We Don’t Need No Stinkin’ Eyewear
Loughborough University’s John Tyrer, chair of ILSC’s Laser Safety Scientific Sessions, emphasized the concept that a lab can be designed to feature many enclosed lasers of multiple wavelengths side by side — without requiring operators or visitors to wear eye protection. ILSC General Chair John O’Hagan of Public Health England related changes in student attitudes about eyewear over a 10 year study of joint laser safety training by PHE and Loughborough. Their analysis of pre- and post-course questionnaires showed that after taking one of these joint training courses, students indicated that risk reduction through other means — for example, engineered controls — rose higher on their priority list than goggles.
No Such Thing as Safe Smoke
The idea that smoke is a primary hazard is not new — but it bears repeating. Vangie Dennis, MPAS co-chair, emphasized the point after Gama’s presentation: “There’s no such thing as safe smoke… We have to use our first line of defense — and that’s smoke evacuation systems.”
Robert Scroggins of Buffalo Filter shared the latest information about the deleterious particles that can be present in and transferred by surgical smoke. Surgical smoke contains over 40 hazardous chemicals, he said, including carcinogens. Interactions of chemicals in the plume can be more hazardous than individual components like benzene. Biological components like HPV, HIV, viral DNA and Hepatitis B virus can sit in the lungs; there are even documented cases of cancer in surgeons who performed laser surgeries and were subjected to the plume.
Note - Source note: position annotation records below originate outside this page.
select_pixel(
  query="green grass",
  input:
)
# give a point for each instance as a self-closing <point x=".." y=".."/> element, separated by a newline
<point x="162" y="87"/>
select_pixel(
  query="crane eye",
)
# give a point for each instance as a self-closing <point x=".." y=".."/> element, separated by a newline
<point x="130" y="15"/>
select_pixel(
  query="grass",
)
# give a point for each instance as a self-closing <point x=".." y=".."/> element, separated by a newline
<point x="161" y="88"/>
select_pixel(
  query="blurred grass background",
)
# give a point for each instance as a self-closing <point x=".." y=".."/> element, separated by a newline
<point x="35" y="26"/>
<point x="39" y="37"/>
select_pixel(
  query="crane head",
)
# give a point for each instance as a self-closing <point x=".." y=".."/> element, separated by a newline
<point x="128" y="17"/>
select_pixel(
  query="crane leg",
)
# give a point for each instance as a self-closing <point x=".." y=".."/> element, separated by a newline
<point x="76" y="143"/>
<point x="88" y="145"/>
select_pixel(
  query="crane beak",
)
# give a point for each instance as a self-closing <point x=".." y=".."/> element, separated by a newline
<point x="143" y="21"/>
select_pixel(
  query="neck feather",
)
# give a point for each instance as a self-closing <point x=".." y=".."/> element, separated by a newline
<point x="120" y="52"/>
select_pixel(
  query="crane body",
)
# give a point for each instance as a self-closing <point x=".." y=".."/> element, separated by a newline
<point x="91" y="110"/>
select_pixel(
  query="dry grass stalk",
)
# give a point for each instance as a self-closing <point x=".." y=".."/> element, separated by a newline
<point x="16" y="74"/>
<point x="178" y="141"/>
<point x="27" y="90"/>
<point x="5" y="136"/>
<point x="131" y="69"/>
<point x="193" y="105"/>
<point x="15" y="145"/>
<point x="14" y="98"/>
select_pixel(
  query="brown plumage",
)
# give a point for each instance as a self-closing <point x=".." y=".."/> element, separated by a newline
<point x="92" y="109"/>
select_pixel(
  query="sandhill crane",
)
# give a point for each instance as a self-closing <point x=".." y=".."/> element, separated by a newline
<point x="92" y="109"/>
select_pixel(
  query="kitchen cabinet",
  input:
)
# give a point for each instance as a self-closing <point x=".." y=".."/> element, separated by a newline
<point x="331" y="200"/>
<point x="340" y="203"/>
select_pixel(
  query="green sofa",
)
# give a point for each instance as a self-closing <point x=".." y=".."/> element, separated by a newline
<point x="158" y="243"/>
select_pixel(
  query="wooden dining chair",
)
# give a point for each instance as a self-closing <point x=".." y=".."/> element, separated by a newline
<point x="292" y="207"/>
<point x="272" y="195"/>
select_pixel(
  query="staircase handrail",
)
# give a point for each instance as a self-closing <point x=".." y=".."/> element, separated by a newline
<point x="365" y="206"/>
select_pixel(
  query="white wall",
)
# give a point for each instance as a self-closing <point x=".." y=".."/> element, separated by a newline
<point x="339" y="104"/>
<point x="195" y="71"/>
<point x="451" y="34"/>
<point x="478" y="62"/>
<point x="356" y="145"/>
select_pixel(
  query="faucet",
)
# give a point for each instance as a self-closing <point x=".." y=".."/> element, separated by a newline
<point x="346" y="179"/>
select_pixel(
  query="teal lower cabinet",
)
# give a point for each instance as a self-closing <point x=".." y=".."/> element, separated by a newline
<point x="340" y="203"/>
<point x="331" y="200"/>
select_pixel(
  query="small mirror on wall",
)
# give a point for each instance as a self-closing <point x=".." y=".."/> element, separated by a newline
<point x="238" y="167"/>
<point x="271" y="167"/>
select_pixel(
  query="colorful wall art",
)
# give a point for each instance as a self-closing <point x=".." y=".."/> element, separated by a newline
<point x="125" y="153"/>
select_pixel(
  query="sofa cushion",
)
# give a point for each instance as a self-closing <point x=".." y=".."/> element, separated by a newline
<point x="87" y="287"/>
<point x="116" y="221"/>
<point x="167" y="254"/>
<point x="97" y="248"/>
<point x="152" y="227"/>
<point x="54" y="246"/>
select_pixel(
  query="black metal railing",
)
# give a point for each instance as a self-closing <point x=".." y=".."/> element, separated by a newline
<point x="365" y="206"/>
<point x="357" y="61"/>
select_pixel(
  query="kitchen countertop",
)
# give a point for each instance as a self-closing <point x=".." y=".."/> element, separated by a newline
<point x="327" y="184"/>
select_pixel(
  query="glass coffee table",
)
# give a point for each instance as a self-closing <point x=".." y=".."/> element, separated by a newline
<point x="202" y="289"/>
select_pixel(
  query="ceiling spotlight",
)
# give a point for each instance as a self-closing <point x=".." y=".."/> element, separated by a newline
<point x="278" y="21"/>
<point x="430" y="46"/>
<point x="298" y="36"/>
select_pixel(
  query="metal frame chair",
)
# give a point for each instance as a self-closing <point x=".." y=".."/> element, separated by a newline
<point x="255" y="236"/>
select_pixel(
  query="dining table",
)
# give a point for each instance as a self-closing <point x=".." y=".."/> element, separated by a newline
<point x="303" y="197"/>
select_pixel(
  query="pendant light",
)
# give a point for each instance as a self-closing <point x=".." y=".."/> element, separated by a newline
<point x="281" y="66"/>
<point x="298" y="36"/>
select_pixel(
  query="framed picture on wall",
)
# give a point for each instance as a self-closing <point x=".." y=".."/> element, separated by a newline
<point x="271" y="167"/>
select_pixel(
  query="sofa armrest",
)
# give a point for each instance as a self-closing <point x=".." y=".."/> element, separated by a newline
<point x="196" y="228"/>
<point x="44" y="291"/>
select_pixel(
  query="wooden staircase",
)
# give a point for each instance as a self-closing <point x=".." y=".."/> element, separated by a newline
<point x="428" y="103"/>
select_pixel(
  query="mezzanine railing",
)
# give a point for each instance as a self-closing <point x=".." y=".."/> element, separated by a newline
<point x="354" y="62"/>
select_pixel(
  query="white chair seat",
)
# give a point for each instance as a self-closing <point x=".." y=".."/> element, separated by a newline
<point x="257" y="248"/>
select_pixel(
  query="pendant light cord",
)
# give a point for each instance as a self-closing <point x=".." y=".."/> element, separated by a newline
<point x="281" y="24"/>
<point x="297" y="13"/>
Surgical smoke also contains particulate material that is trapped in the alveoli of the lungs and can lead to COPD, asthma, bronchiolitis, atherosclerosis and thrombogenesis. Modern smoke evacuators, he noted, operate at 50 to 55 decibels — equivalent to normal conversation — and are easily portable. In fact, there should be one in every room where laser surgeries are performed — and should have automatic indicators to change filters.
Meanwhile, Tyrer presented a concept for a hand piece that extracts fumes and protects the beam during skin procedures while also being able to house a camera to ensure better outcomes. Two UK hospitals are testing the devices.
New Lasers, New Safety Concerns
More powerful and brighter lasers will necessitate the continued evolution of hazard prevention and industrial workstations. For example, David Havrilla of TRUMPF noted that diode-pumped disk lasers are being combined to achieve outputs of 20 kW to 30 kW. The femtosecond version of the disk laser could enter the terawatt regime within the next few years. He also noted that TRUMPF achieved more than 1.5 kW average power at 515 nm (green). Meanwhile, Tim Webber of IPG Photonics detailed advances in fiber laser powers on the order of 30 kW to 100 kW, for instance in welding applications for shipbuilding. These significant power densities will require “a little bit more science and a little bit more study” to properly address brightnesses and barrier requirements, Webber noted.